Uma das hipóteses levantadas pelo pesquisador foi que a pandemia tenha deixado esse grupo mais vulnerável a um estado de falta de perspectivas e incertezas quanto ao futuro, o que teria causado mais sensações de desconforto, angústia, ansiedade e desamparo.
Capacidade adaptativa a situações de estresse
Segundo o pesquisador, o estudo exploratório teve o objetivo de investigar a capacidade de enfrentamento das pessoas na pandemia e como elas se ajustariam a situações de pressão. “Em uma pandemia, como estamos vivendo, as pessoas tendem a ficar mais suscetíveis a mudanças físicas, cognitivas, comportamentais e emocionais, o que poderia trazer impacto direto em sua saúde mental”, diz.
A pesquisa abrangeu o período de 22 de maio a 5 de junho de 2020 e usou questionário pela plataforma Google Forms, com informações sociodemográficas (idade, estado civil, quantidade de filhos, escolaridade, número de pessoas que viviam na residência, etc.), e sobre as condições gerais de saúde dos participantes (sobre o contágio da covid-19, morte de parentes ou amigos e o comportamento diante das demandas geradas pela pandemia). A avaliação dos sintomas psicológicos foi feita utilizando uma escala chamada DASS-21, que possibilita verificar prevalências de sintomas de depressão, ansiedade e estresse.
Consumo maior de drogas, álcool, cigarros e alimentos
Das 3 mil pessoas que responderam ao questionário, 83% eram mulheres, casadas (50,6%), tinham formação universitária (70,1%) e estavam empregadas (46%). Do grupo geral, incluindo homens e mulheres, 6,4% contraíram o vírus e 22,7% possuíam amigos ou parentes que tinham ido a óbito pela doença. Com relação aos dados comportamentais, 40,8% teve maior consumo de drogas ilícitas, de cigarros, medicamentos e alimentos, e quase metade dos participantes expressou ter tido sintomas de depressão (46,4%), ansiedade (39,7%) e estresse (42,2%).

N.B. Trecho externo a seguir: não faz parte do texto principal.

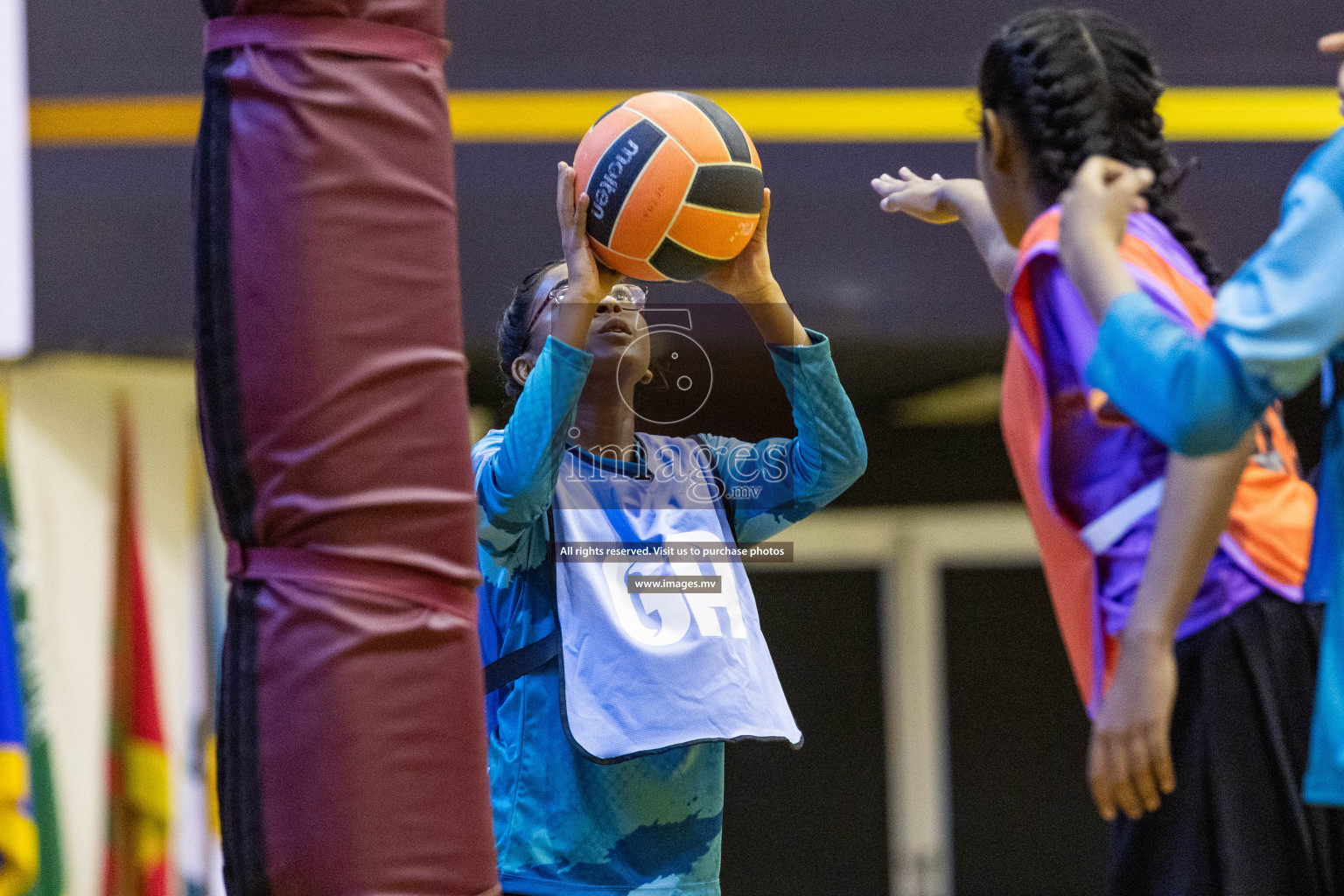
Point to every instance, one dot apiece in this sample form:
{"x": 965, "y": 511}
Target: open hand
{"x": 1130, "y": 758}
{"x": 927, "y": 199}
{"x": 747, "y": 276}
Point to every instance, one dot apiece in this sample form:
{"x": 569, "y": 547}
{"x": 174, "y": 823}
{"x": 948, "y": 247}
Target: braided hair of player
{"x": 1078, "y": 82}
{"x": 514, "y": 336}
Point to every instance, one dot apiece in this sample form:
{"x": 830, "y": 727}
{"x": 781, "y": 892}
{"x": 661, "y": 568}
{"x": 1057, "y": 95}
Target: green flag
{"x": 50, "y": 871}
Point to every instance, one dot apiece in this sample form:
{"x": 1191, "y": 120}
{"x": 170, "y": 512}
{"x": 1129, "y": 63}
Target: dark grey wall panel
{"x": 701, "y": 43}
{"x": 113, "y": 47}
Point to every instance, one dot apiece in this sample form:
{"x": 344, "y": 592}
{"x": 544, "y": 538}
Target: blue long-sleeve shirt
{"x": 564, "y": 823}
{"x": 1277, "y": 320}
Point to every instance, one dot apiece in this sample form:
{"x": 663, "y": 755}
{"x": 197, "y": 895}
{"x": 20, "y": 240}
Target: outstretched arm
{"x": 1130, "y": 763}
{"x": 942, "y": 202}
{"x": 1277, "y": 318}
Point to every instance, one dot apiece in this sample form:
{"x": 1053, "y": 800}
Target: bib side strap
{"x": 1112, "y": 526}
{"x": 355, "y": 37}
{"x": 523, "y": 662}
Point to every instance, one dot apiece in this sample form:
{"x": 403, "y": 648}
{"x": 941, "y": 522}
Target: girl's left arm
{"x": 1130, "y": 765}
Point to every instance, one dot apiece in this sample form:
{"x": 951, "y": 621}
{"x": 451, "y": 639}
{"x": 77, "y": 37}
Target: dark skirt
{"x": 1236, "y": 823}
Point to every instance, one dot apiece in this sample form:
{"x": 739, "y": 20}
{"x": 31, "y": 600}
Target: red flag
{"x": 137, "y": 758}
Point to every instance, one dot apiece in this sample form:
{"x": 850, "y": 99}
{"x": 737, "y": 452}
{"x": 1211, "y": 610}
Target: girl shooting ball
{"x": 1195, "y": 662}
{"x": 612, "y": 704}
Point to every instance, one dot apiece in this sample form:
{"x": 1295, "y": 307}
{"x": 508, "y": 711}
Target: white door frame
{"x": 910, "y": 547}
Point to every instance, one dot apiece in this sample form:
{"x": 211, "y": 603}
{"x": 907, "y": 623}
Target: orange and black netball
{"x": 674, "y": 183}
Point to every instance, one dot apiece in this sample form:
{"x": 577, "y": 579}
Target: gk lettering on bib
{"x": 662, "y": 645}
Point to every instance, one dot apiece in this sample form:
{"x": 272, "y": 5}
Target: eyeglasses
{"x": 628, "y": 296}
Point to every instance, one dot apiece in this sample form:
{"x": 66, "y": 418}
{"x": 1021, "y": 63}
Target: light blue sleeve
{"x": 773, "y": 484}
{"x": 1277, "y": 318}
{"x": 516, "y": 466}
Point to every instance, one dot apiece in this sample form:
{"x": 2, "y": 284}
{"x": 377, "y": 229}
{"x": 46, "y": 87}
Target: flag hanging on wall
{"x": 50, "y": 872}
{"x": 18, "y": 832}
{"x": 137, "y": 758}
{"x": 200, "y": 855}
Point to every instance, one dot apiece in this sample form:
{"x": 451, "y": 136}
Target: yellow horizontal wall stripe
{"x": 769, "y": 116}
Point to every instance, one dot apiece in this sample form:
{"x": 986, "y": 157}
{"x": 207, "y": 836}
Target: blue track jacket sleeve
{"x": 516, "y": 466}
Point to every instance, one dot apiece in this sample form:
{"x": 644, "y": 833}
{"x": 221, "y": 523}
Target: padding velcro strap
{"x": 523, "y": 662}
{"x": 355, "y": 37}
{"x": 350, "y": 574}
{"x": 1112, "y": 526}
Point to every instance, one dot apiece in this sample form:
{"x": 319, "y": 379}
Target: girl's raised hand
{"x": 589, "y": 280}
{"x": 925, "y": 199}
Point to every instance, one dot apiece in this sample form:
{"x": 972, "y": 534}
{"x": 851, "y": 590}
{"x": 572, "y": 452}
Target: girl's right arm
{"x": 942, "y": 202}
{"x": 516, "y": 466}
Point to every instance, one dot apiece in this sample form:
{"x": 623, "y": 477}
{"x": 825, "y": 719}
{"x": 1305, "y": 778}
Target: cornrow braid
{"x": 512, "y": 336}
{"x": 1080, "y": 82}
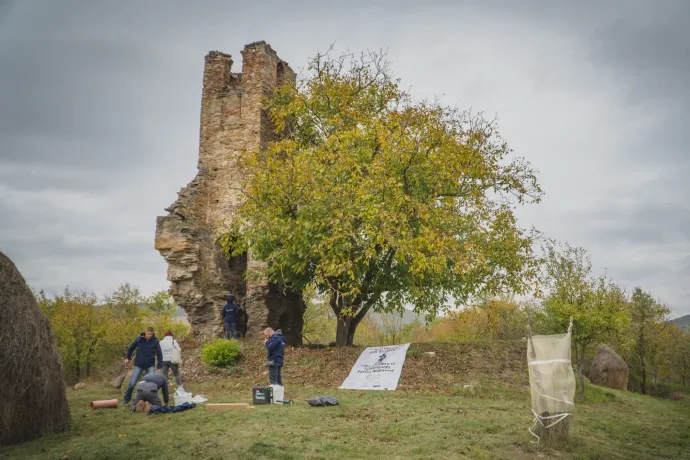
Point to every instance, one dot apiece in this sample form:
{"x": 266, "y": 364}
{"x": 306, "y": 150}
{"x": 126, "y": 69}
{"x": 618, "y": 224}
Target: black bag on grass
{"x": 321, "y": 401}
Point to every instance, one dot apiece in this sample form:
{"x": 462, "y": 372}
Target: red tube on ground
{"x": 104, "y": 404}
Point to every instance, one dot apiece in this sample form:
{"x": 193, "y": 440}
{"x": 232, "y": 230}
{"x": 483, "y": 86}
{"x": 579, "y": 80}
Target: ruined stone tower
{"x": 201, "y": 277}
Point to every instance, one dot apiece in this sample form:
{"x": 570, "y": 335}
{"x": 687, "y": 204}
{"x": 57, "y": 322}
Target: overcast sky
{"x": 99, "y": 117}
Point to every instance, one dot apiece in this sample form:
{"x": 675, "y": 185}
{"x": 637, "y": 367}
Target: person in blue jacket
{"x": 148, "y": 349}
{"x": 229, "y": 314}
{"x": 275, "y": 345}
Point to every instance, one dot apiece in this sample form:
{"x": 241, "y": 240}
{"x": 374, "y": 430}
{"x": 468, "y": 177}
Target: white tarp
{"x": 377, "y": 368}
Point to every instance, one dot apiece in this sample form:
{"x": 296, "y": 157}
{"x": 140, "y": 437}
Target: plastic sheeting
{"x": 551, "y": 378}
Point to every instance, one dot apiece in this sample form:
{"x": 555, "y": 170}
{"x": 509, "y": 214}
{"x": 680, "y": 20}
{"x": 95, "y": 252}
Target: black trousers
{"x": 274, "y": 377}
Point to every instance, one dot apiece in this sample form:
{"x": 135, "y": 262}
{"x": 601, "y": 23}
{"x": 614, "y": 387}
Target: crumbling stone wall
{"x": 201, "y": 277}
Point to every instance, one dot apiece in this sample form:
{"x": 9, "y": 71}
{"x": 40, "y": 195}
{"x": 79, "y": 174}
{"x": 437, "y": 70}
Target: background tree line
{"x": 93, "y": 333}
{"x": 635, "y": 324}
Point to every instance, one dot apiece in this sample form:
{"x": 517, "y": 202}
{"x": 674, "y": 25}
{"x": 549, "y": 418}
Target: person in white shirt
{"x": 171, "y": 357}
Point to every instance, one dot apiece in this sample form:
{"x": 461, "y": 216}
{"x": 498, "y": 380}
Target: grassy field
{"x": 488, "y": 420}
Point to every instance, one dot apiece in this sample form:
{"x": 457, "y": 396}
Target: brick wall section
{"x": 201, "y": 277}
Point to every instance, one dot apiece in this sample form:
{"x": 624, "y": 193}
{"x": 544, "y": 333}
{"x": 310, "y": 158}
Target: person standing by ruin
{"x": 172, "y": 354}
{"x": 229, "y": 314}
{"x": 274, "y": 341}
{"x": 148, "y": 349}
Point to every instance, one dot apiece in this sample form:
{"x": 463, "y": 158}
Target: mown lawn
{"x": 490, "y": 420}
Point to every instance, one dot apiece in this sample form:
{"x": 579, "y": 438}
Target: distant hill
{"x": 683, "y": 323}
{"x": 408, "y": 317}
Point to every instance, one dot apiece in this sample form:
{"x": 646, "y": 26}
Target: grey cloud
{"x": 643, "y": 224}
{"x": 99, "y": 114}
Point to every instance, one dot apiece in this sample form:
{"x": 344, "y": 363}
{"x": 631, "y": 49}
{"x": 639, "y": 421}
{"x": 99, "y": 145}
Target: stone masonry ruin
{"x": 201, "y": 276}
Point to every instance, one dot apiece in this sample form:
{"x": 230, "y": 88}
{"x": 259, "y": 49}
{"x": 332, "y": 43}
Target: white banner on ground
{"x": 377, "y": 368}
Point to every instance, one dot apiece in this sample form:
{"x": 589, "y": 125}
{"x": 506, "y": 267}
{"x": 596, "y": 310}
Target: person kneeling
{"x": 147, "y": 391}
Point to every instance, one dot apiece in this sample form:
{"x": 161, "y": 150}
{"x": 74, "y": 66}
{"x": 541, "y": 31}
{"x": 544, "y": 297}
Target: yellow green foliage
{"x": 369, "y": 192}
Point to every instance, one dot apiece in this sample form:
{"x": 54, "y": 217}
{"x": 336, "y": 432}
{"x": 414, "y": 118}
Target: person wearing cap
{"x": 229, "y": 314}
{"x": 168, "y": 344}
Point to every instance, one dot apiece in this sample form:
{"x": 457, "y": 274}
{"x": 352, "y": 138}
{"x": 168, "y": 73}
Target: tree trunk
{"x": 644, "y": 379}
{"x": 347, "y": 324}
{"x": 345, "y": 331}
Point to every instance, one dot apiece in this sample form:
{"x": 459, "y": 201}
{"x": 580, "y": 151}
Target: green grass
{"x": 488, "y": 421}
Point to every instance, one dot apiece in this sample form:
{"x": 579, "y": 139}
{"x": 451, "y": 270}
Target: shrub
{"x": 221, "y": 352}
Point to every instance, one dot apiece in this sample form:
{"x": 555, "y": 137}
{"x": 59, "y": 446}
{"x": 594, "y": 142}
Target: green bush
{"x": 221, "y": 352}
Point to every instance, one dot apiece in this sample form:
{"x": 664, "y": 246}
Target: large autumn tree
{"x": 379, "y": 201}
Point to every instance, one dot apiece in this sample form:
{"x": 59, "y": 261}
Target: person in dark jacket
{"x": 229, "y": 314}
{"x": 275, "y": 345}
{"x": 147, "y": 391}
{"x": 148, "y": 349}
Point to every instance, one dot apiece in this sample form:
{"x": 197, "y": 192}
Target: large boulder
{"x": 33, "y": 402}
{"x": 609, "y": 369}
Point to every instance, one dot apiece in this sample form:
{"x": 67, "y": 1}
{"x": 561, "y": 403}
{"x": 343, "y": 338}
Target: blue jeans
{"x": 233, "y": 327}
{"x": 136, "y": 373}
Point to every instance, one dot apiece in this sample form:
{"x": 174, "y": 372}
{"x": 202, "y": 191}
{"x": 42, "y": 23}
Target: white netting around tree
{"x": 552, "y": 383}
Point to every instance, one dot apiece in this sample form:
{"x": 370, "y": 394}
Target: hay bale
{"x": 609, "y": 369}
{"x": 34, "y": 402}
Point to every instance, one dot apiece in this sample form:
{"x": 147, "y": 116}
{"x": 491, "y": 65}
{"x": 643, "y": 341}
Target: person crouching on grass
{"x": 274, "y": 341}
{"x": 147, "y": 392}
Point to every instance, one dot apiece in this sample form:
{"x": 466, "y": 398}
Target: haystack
{"x": 34, "y": 402}
{"x": 609, "y": 369}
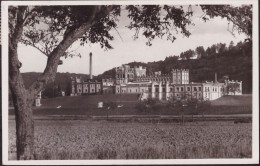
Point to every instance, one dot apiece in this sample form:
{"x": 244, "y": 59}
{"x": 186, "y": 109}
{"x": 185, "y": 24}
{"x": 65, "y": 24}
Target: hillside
{"x": 232, "y": 61}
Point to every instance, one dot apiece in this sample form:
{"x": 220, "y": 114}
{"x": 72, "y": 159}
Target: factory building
{"x": 135, "y": 81}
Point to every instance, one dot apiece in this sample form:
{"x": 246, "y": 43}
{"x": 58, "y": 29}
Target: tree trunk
{"x": 23, "y": 110}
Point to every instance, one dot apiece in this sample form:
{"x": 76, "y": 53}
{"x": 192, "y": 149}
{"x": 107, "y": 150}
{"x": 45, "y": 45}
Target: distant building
{"x": 38, "y": 98}
{"x": 80, "y": 87}
{"x": 176, "y": 84}
{"x": 135, "y": 81}
{"x": 125, "y": 73}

Na avaliação do neuropsicólogo, o resultado demonstrou que as pessoas não tiveram respostas positivas e adaptativas à pandemia, o que significa que os problemas evidenciados pela pesquisa (condições clínicas) poderão se agravar e persistir no pós-pandemia. Quanto à existência de um grupo mais vulnerável a situações de alta carga de estresse (no caso das mulheres), a recomendação é que haja maior atenção do sistema de saúde mental para esse grupo mais vulnerável durante e após a pandemia.
Estratégias de enfrentamento comportamentais
Segundo o estudo, estratégias de enfrentamento de estresse são recursos utilizados pelas pessoas diante de um problema, podendo eles serem positivos ou negativos. Os resultados apresentados pela pesquisa indicam que os comportamentos adotados pelos participantes na pandemia foram negativos e de fuga-evitação. Passaram a consumir mais alimentos e abusaram de drogas, de tabaco e medicamentos. “Tais estratégias, geralmente, envolvem pessoas que imaginam possíveis soluções para um problema, sem, no entanto, tomar medidas para mudá-lo”, relata.
O professor Pádua Serafim ressalta que esses achados são preliminares, retratam um momento vivido pelos brasileiros e entende que a magnitude dos impactos na saúde mental só será mais bem conhecida com estudos contínuos após o relaxamento total da quarentena. No entanto, diz que pesquisas que abordam sinais comportamentais relacionados à ansiedade, depressão e estresse associados à covid-19 levantam um alarme importante para os serviços públicos de saúde, que precisam estar preparados para o aumento da demanda e urgência no tratamento de novos casos de doença mental, conclui.